Here’s the short version of where we are now. Cameron has had pneumonia and pancytopenia (when the red blood cells, white blood cells and platelets are too low) off and on for around the last eight months. Since last July, he’s been in the emergency room more times than I can count, has spent maybe twenty (thirty?) days in the pediatric intensive care unit (PICU), about ten of those (so far) intubated on a ventilator, taken three ambulance rides and has been on crap-loads of steroids, antibiotics, inhalers and nebulizing treatments, had dozens of x-rays, MRI’s, blood transfusions and scopes, and been poked with about a bazillion needles. No, he’s never caught COVID (he’s good and vaccinated, thank you very much, and the people around him are very protective), but they did culture pseudomonas in his lungs last month. All of this appears to be a result of his brain tumor, losing tone in his upper airway and aspirating into his lower airway, though we are still trying to rule out very unlikely things like cystic fibrosis and immune system disorders. The last few weeks, it takes just about nothing to send him into an episode where he can’t breathe, he fights and cries, lays on the floor and scares the shit out of everyone in the room.

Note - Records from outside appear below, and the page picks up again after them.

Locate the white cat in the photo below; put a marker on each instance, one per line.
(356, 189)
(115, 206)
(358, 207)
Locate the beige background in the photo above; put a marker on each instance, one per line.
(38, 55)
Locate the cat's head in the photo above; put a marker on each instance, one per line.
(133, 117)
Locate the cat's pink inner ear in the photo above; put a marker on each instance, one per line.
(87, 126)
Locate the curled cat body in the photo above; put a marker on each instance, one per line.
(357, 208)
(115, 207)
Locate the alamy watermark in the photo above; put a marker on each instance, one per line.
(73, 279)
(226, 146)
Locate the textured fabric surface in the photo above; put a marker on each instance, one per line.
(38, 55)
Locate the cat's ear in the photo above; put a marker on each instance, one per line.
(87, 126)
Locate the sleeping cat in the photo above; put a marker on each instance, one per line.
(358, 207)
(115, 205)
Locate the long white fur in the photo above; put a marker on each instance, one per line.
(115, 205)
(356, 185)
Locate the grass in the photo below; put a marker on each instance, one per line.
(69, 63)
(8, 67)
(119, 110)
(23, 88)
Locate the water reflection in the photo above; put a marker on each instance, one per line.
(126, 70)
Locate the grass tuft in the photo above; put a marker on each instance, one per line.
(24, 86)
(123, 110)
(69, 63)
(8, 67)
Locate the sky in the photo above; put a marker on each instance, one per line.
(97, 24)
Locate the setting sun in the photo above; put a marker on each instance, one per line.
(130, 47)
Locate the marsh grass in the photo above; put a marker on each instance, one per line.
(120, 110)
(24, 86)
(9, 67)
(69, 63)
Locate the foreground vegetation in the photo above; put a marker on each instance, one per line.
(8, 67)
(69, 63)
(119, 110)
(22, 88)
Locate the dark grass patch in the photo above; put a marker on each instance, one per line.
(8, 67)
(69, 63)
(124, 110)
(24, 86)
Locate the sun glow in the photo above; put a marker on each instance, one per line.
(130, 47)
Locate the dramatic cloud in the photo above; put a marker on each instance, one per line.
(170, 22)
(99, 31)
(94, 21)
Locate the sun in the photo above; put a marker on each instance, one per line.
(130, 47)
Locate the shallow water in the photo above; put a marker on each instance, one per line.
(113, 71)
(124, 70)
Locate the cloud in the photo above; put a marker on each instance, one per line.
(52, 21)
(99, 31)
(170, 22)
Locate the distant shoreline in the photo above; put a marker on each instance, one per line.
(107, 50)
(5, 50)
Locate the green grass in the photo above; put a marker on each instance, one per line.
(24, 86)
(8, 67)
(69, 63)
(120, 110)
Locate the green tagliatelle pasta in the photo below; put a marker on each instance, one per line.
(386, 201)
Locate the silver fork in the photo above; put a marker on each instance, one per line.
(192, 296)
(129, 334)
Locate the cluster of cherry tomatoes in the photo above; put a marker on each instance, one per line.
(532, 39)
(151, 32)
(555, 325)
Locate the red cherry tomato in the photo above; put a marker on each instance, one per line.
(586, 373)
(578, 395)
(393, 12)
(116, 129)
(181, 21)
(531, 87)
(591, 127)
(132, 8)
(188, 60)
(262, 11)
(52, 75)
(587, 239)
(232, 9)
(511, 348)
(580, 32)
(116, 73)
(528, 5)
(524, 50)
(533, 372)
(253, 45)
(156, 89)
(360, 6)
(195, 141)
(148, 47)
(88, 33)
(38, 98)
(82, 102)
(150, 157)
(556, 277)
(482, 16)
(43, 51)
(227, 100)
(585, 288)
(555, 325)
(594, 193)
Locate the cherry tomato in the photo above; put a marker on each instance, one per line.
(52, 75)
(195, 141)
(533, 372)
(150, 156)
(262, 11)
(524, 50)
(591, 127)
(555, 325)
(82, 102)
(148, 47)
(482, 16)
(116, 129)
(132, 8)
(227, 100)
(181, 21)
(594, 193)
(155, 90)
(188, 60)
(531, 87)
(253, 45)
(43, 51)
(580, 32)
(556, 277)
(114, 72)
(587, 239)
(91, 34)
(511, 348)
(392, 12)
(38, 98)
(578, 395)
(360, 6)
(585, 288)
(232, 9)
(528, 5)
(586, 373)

As I write this, we are in the PICU, intubated and on the ventilator. He is finally comfortable, with a machine helping him breathe, his IV full of sedating drugs. His little pink chubby face is peaceful (he got a blood transfusion last night), his arms splayed out like he’s flying, a pillow under his butt, a catheter in his bladder. I’m very sad (what a stupid, puny word, but I’m too sad to think of a better one), because I don’t know what’s going to happen. I know that Kris and I, and his brother and sister, and the people who do know where he is right now, aren’t going to stop fighting for him. But I also know there is a limit to science and to what the human brain and technology can do.
I don’t know who’s reading this, but I know if you are, you know Cameron and care about him. Thank you for that. It just may save all of us.
And thanks for reading. It feels good to be back.